Parties to such a procedure may not disclose to any third party any information received from their participation in this procedure unless express prior authorisation by the CCCS has been obtained.

As this procedure has been introduced only recently, it is as yet untested in the courts but it would appear from the language of the Fast Track Procedure Practice Statement that the level of judicial oversight that applies to matters handled under the fast-track procedure would not differ materially from other cases.

Corporate defendant and employees

When immunity or partial leniency is granted to a corporate defendant, how will its current and former employees be treated?
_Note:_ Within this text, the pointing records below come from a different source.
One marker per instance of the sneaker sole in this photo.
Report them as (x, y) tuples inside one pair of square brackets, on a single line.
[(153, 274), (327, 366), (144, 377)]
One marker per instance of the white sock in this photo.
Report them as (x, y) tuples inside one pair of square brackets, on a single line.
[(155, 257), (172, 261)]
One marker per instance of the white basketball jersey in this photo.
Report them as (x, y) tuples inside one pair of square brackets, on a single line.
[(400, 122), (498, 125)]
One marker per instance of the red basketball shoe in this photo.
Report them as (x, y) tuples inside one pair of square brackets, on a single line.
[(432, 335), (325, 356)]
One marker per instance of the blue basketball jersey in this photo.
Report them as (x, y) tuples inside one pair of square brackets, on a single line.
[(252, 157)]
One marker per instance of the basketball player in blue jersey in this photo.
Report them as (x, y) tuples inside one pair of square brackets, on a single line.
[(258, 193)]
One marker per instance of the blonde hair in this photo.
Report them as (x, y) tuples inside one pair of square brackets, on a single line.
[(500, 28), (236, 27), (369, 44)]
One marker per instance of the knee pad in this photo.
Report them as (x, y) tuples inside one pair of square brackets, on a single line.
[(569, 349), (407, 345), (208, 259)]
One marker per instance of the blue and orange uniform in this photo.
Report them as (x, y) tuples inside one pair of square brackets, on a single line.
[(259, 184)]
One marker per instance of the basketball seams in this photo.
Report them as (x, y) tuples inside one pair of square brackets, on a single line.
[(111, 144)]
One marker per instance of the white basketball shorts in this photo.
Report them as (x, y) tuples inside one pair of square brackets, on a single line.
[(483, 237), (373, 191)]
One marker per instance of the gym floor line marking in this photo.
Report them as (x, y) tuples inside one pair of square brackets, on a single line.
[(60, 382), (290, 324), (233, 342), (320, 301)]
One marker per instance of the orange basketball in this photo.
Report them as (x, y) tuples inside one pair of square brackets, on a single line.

Employees contravening the prohibited actions contained in section 34 of the Act (the section 34 prohibition) would be considered contraventions by their employing undertaking in Singapore. In this regard, and given that there are no criminal sanctions for engaging in activity in breach of the section 34 prohibition, there is no distinction between an undertaking and its employees from the perspective of a leniency or immunity application.
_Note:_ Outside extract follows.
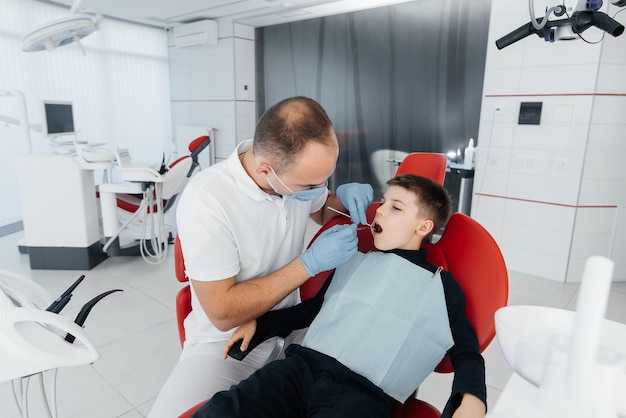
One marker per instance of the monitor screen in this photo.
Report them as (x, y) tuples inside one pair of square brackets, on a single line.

Dealing with the enforcement agency

What are the practical steps for an immunity applicant or subsequent cooperating party in dealing with the enforcement agency?

Leniency or immunity applications may be made orally or in writing by an undertaking or its authorised representative. In the usual course, initial contact is made by phone and a time is arranged for the application to be made in person.

The Revised Leniency Guidelines indicate that it is possible that anonymous enquiries can be made to the CCCS to see if leniency is still available in respect of a particular matter, but that any subsequent application cannot be made anonymously.

To qualify for leniency or immunity, undertakings must, among other things, maintain continuous and complete cooperation with the CCCS throughout the investigation and until the conclusion of any action by the CCCS arising as a result of the investigation. Such undertakings must also provide the CCCS with all the information, documents and evidence available to it regarding the cartel activity.